How do I make a sentence from the letters entered by the user?

At the entrance to the program, a set of English letters is provided. There is a dictionary of words.

How to generate such sentences from words, so that each of the sentences consists only of those letters that were submitted to the input, taking into account the number of repetitions.

Example

Incoming character set: hellomyfriend

Program output:

Feed Hilly Morn
Feed Hilly Norm
Feed Horny Mill
Freehold Nil My
Refilled Hon My
Defiler Hymn Lo
и т.д.

I managed to select words that match the input set of characters. But quickly you can't make sentences out of them.

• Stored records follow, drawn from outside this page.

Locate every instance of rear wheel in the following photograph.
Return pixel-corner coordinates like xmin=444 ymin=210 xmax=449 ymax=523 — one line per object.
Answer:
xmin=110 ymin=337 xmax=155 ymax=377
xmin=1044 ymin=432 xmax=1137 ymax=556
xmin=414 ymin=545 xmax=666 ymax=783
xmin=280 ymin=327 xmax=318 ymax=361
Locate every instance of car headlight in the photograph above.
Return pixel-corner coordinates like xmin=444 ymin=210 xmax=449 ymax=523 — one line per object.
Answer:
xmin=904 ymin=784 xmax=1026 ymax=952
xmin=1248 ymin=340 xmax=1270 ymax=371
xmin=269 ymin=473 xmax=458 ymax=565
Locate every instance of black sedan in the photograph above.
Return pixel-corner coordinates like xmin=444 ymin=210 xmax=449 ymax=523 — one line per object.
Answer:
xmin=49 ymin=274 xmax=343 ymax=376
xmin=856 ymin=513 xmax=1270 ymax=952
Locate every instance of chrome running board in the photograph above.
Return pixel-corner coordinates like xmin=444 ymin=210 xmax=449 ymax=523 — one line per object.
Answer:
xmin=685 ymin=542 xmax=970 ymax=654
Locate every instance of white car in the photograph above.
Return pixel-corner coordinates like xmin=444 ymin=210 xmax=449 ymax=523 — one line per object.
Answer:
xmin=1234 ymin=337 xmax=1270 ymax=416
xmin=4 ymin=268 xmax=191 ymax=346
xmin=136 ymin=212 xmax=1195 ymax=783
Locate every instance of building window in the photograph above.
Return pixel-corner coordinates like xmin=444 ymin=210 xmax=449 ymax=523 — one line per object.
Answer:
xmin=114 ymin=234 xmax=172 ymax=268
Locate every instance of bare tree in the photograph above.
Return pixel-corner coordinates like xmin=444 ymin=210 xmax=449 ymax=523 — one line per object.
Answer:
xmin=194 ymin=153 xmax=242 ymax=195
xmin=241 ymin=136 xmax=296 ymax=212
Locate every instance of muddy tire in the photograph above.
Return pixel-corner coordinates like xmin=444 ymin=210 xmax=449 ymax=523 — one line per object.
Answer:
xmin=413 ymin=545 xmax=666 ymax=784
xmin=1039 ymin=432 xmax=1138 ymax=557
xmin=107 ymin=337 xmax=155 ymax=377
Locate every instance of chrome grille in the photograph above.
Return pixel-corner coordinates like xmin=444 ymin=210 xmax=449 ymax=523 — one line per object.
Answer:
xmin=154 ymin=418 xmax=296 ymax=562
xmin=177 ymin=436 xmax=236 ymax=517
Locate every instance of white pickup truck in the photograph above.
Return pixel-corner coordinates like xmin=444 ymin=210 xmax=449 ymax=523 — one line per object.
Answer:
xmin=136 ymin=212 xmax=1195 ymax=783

I did it by going through all the words. For the phrase myfavoritegame, the script worked for about 5 minutes. On the site, offers are given instantly.

Can you give me any advice?

Author: LEQADA, 2015-08-28

2 answers

Suppose you just need to find all possible combinations of words from a given dictionary that satisfy the condition. Without being distracted by the specifics of the language.

Important for search:

  1. the presence of letters in the word. We exclude letters that contain letters outside of the specified ones. We exclude, as we compose phrases that have already been used.
  2. counting the letters. At any time of composing a phrase, it is known how long the words are suitable, or exactly do not fit.
  3. repeats letters'.

Not important:

  1. the order of the letters in the dictionary word.
  2. the meaning of the word.

For speed, you need to make the search for important features as fast as possible, if necessary, removing unimportant aspects.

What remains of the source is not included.